Sobrepasados todos los ismos, reivindicados, subastados y hasta devastados, el arte contemporáneo deriva entre la contradicción, la rebeldía y la generación de sorpresas. El debate entre arte y artesanía se diluye frente a los bastidores de los mercados del lujo y la alta decoración. Todo es nada. Lo caro siempre es barato cuando te das cuenta de que estás vivo.

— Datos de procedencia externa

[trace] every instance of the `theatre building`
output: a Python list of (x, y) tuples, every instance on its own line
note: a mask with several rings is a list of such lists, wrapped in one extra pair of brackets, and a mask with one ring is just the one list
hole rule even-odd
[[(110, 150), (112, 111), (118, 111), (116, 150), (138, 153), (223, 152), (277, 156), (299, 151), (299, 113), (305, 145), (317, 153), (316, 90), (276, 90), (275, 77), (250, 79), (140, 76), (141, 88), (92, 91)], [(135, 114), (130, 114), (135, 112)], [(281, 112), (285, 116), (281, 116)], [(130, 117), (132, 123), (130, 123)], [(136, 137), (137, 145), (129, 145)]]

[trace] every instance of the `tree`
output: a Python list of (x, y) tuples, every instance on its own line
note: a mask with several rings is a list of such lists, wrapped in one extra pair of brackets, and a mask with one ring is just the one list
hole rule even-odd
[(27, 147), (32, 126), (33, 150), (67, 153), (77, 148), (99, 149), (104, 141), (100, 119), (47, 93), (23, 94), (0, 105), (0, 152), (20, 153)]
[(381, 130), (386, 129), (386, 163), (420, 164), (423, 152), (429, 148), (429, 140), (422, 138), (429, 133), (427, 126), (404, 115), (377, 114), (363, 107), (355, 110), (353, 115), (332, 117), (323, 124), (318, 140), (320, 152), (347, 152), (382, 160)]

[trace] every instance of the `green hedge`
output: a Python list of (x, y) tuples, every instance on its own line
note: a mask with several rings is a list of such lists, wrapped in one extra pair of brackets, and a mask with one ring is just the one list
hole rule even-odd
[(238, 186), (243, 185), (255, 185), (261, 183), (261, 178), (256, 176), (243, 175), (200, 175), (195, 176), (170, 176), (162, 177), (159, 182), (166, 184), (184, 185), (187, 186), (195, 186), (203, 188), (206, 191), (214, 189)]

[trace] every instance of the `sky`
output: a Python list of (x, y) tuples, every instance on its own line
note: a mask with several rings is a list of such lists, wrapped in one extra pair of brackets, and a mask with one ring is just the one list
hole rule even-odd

Si Joaquín Torres, el arquitecto más famoso de La Finca, adquiere un Pollock porque le va bien con el color de los sofás: no, no es arte. Lo siento mucho, pero es decoración. Pero si una señora de Carabanchel compra una reinterpretación fulera de una marina de Sorolla y la coloca sobre su aparador, y se sienta frente a ella todas las mañanas, la admira, se siente estimulada y obtiene mucho más placer que con su marido, en ese caso sí, es arte. Indudablemente, el arte está en el alma y en el placer.
«Definir sin subjetivizar siempre es capcioso»
Quizá la única diferencia entre los humanos y los animales es aquello de valorar el arte. O no. Vete tú a saber si mi gato admira la nueva escultura que he adquirido de Giovanni Nardin, Kit de manifestación nº 1. Ahora la mira con curiosidad, juega con ella con autocracia, pero a veces me planteo si cuando se queda con la mirada perdida en el horizonte está disfrutando de lo que ve. En ese caso, la calle, las plantas, mi cuerpo, serían arte para él. Y cuando me quedo mirando esa bola de pelo blanco intenso moviéndose de un lado para otro, intentando cazar al vuelo los mosquitos, ¿acaso no lo puedo percibir como arte? ¿no puedo capturarlo con la misma intensidad que los planos de cámara muerta en Amor? Definir sin subjetivizar siempre es capcioso.

El peluchismo se ha puesto de moda. Lleva tiempo. Es un concepto un poco asiático, aquello de integrar pelo en las esculturas; también un poco funerario. Lo que antes parecía casi tribal y demoniaco, cada día tiene más adeptos en las subastas de arte. La gente compra pelo postizo, objetos envueltos en peluche, bolas inmensas de relleno que sirven para sentarse encima. Y ahí es donde acaba el arte, nuevamente, y empieza la decoración. Definiciones al poder. Entre una escultura de A.R.Penck y un puf de Roche Bobois hay una diminuta línea conceptual que las diferencia. La intención, dicen. Una frente a otra y estalla la semántica.
Quizá el primero en utilizar materiales similares al pelo en arte contemporáneo fuera Antoni Tàpies, en tantas pinturas matéricas impresionantes. Pero su uso se ha ido prodigando sobre todo en escultores. Desde los que lo utilizan con fines naturalistas e hiperrealistas, como Ron Mueck, hasta lo más burdo y freak que se vio en Informativos Telecinco. Un peluquero valenciano utilizaba pelo cortado de sus clientas para hacer murales asquerosos en los que retrataba a personajes de relevancia como la duquesa de Alba, la alcaldesa Barberá o Golum. Todo en la misma colección.

No es un debate nuevo, ni mucho menos. El diseño de producto se topa continuamente con este diálogo entre la obra de peana y la utilidad real. Marcel Duchamp demostró que la base del arte está en la intención, que cualquier objeto puede exponerse y disfrutarse con ironía o sin ella. Pero vete tú a saber si Alvar Aalto nos dejó esos maravillosos jarrones para que colocásemos flores en ellos, o acaso pretendía incitar a descubrir la pureza de la curva forzada, la sensualidad natural de los meandros noruegos.
Las personas, con pelo, y unos más que otros, también podemos ser arte a ojos de los demás. Contemplar cómo una persona come una hamburguesa puede ser arte, según Andy Warhol. Contemplar a una mujer comiendo una caca de perro puede ser arte, según John Waters. Y ver cómo una persona que a ojos de la sociedad ha sido transgresora y moderna, Fabio McNamara, defiende ahora las medidas contra el aborto del ministro Gallardón, habla de satán y de sacrificios, sintiéndolo mucho, para mí también es arte. Aunque no esté de acuerdo en absoluto con él. El arte nunca tuvo por qué ser complaciente ni gustar a nadie; ése fue el gran problema de los que no lo entendieron.